The lymphoid lineage originates from a common lymphoid progenitor cell and forms the adaptive immune system. This system provides a highly specific and long-lasting defense against pathogens. Unlike the immediate myeloid response, the adaptive immune response develops over time and creates a “memory” of past infections, allowing for a faster response to subsequent encounters.
Three main types of cells arise from the lymphoid progenitor: B lymphocytes, T lymphocytes, and natural killer (NK) cells. B lymphocytes (B cells) produce antibodies that neutralize specific pathogens. T lymphocytes (T cells) have several functions; helper T cells coordinate the adaptive immune response, while cytotoxic T cells directly kill infected or cancerous cells.
Natural Killer (NK) cells are lymphocytes that function more like innate immune cells. They can recognize and kill infected or cancerous cells without the prior activation that B and T cells require.
Scientists and clinicians use several methods to determine a cell’s lineage. One technique is morphological examination, which involves staining a blood or bone marrow sample and examining the cells under a microscope. Differences in cell size, nuclear shape, and the presence of granules provide clues about a cell’s identity.
A more precise method is immunophenotyping, which identifies cells based on specific proteins, or cell surface markers, on their surface. Techniques like flow cytometry and immunohistochemistry use antibodies tagged with fluorescent dyes or enzymes to bind to these markers. This allows researchers to identify and quantify different cell populations in a sample.
Cytochemical stains offer another layer of analysis. These stains react with enzymes inside the cells, and because certain enzymes are more abundant in myeloid cells, the stains help distinguish between the two lineages. Often, a combination of these techniques is used to make a definitive identification of a cell’s lineage.
Distinguishing between myeloid and lymphoid cells is important for managing health and disease, as it provides insight into the body’s response to infections. For example, a high count of neutrophils might indicate a bacterial infection, while an increase in lymphocytes could point to a viral infection. This knowledge helps guide diagnostic and treatment decisions.

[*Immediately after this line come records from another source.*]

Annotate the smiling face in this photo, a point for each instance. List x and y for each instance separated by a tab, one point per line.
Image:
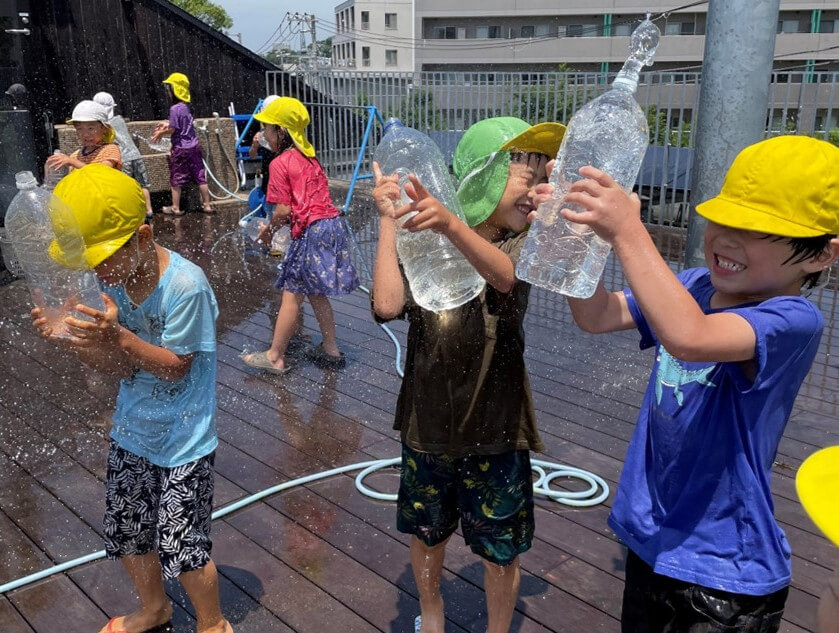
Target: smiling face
526	171
90	133
749	266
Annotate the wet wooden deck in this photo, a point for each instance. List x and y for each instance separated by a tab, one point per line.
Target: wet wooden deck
322	558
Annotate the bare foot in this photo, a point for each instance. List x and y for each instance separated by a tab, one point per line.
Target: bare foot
433	620
221	627
139	621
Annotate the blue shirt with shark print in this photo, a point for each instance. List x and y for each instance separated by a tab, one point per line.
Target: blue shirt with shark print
170	423
694	498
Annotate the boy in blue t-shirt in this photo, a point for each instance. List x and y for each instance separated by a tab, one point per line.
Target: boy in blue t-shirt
157	334
733	344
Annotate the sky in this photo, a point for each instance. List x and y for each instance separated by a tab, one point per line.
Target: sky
257	20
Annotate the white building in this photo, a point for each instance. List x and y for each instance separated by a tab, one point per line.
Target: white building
374	35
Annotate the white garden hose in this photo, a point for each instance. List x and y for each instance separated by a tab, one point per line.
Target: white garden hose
596	493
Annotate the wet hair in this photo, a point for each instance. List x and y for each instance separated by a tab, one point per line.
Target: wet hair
804	248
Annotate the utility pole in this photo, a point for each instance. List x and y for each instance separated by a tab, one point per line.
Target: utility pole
733	98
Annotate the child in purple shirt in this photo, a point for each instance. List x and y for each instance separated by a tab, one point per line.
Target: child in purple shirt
186	164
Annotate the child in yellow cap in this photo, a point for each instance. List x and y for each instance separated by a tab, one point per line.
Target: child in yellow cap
157	334
734	341
186	163
817	484
465	411
317	264
96	135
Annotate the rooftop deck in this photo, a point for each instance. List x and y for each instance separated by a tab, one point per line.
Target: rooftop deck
322	558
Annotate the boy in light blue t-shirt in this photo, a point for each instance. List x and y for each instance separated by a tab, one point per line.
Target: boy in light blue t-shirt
734	341
157	334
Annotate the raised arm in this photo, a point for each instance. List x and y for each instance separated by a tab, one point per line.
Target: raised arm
672	313
388	285
492	264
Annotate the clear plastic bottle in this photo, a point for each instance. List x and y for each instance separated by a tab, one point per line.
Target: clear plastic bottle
35	218
52	176
609	133
439	275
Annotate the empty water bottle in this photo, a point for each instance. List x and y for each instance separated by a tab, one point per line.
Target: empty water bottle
53	175
439	275
609	133
37	224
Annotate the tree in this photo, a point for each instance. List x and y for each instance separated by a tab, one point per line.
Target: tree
208	12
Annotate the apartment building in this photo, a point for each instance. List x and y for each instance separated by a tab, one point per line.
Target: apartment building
538	35
376	36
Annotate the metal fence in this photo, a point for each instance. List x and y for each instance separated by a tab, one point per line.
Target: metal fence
445	104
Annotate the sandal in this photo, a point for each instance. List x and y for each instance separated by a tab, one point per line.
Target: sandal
259	360
319	356
166	627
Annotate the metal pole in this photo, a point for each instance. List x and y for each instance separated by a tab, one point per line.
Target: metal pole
736	67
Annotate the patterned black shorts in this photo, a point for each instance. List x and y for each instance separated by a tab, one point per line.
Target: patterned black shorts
148	507
492	495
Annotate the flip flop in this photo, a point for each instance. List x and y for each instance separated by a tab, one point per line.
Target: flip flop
319	356
166	627
259	360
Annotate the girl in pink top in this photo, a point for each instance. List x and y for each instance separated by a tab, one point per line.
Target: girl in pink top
317	264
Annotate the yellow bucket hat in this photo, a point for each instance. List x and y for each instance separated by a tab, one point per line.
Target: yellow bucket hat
108	208
817	484
787	185
180	86
290	114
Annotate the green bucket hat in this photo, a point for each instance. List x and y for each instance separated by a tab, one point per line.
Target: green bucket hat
482	160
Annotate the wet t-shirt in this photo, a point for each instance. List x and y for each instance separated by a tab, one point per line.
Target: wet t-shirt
694	500
170	422
180	119
300	183
466	389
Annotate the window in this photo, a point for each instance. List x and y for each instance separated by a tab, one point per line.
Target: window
445	33
788	26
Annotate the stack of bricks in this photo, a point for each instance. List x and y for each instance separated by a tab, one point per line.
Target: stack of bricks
219	152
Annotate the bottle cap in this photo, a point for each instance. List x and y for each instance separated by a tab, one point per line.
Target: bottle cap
25	180
392	122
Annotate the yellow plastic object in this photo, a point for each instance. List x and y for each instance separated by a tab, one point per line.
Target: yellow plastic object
817	484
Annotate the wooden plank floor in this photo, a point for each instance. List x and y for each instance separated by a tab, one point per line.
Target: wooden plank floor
321	557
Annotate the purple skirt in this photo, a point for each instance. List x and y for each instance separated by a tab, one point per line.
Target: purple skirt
318	262
185	166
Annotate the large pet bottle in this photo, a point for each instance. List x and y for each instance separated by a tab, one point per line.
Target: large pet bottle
609	133
34	221
439	275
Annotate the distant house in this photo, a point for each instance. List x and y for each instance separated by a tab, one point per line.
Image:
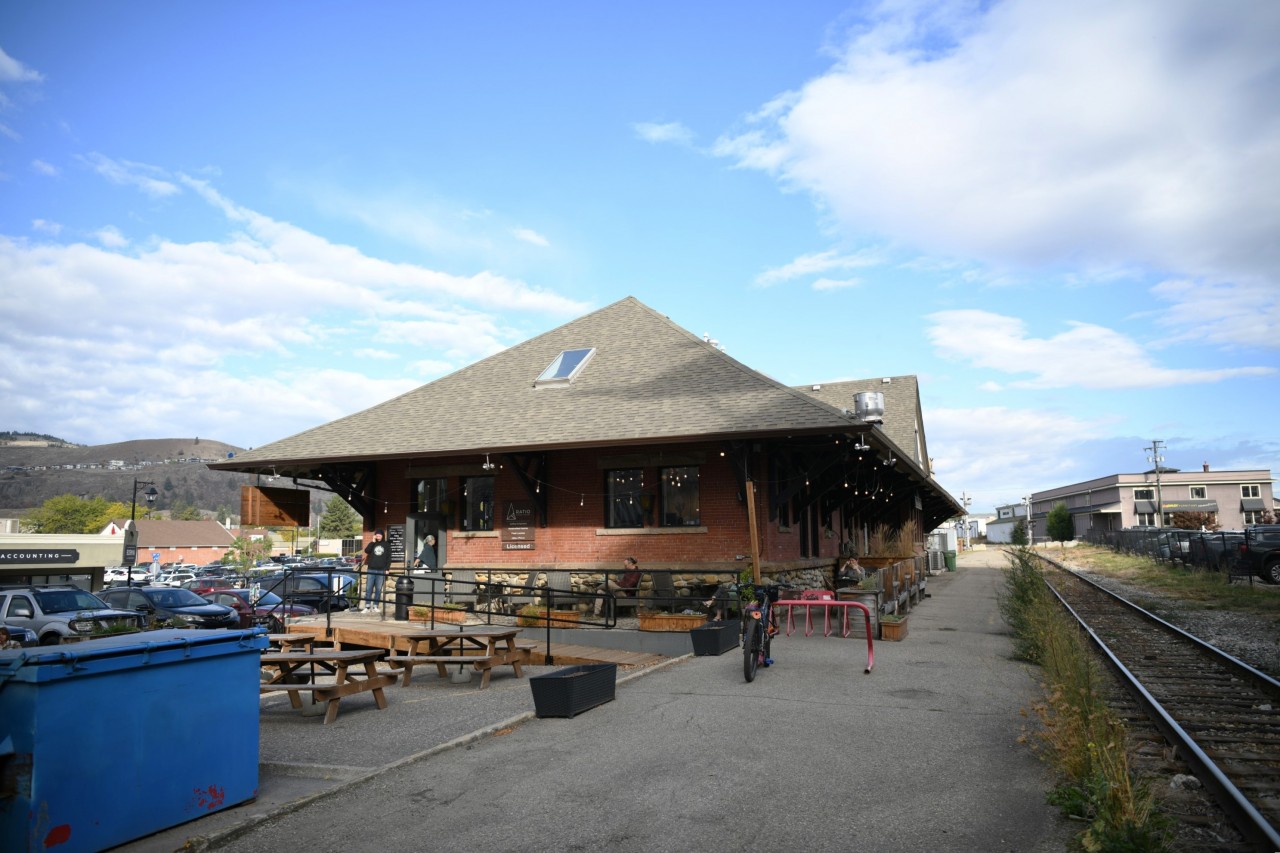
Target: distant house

The distinction is also important in diagnosing blood cancers like leukemias and lymphomas, which are classified by the lineage of the cancerous cells. Acute myeloid leukemia (AML) involves the rapid growth of abnormal myeloid cells, while acute lymphoblastic leukemia (ALL) is characterized by the overproduction of abnormal lymphoid cells. Treatment and prognosis vary significantly between myeloid and lymphoid malignancies.
Monitoring these cell populations also helps track disease progression or treatment effectiveness. For instance, after a bone marrow transplant, tracking the recovery of both myeloid and lymphoid populations is a measure of the procedure’s success.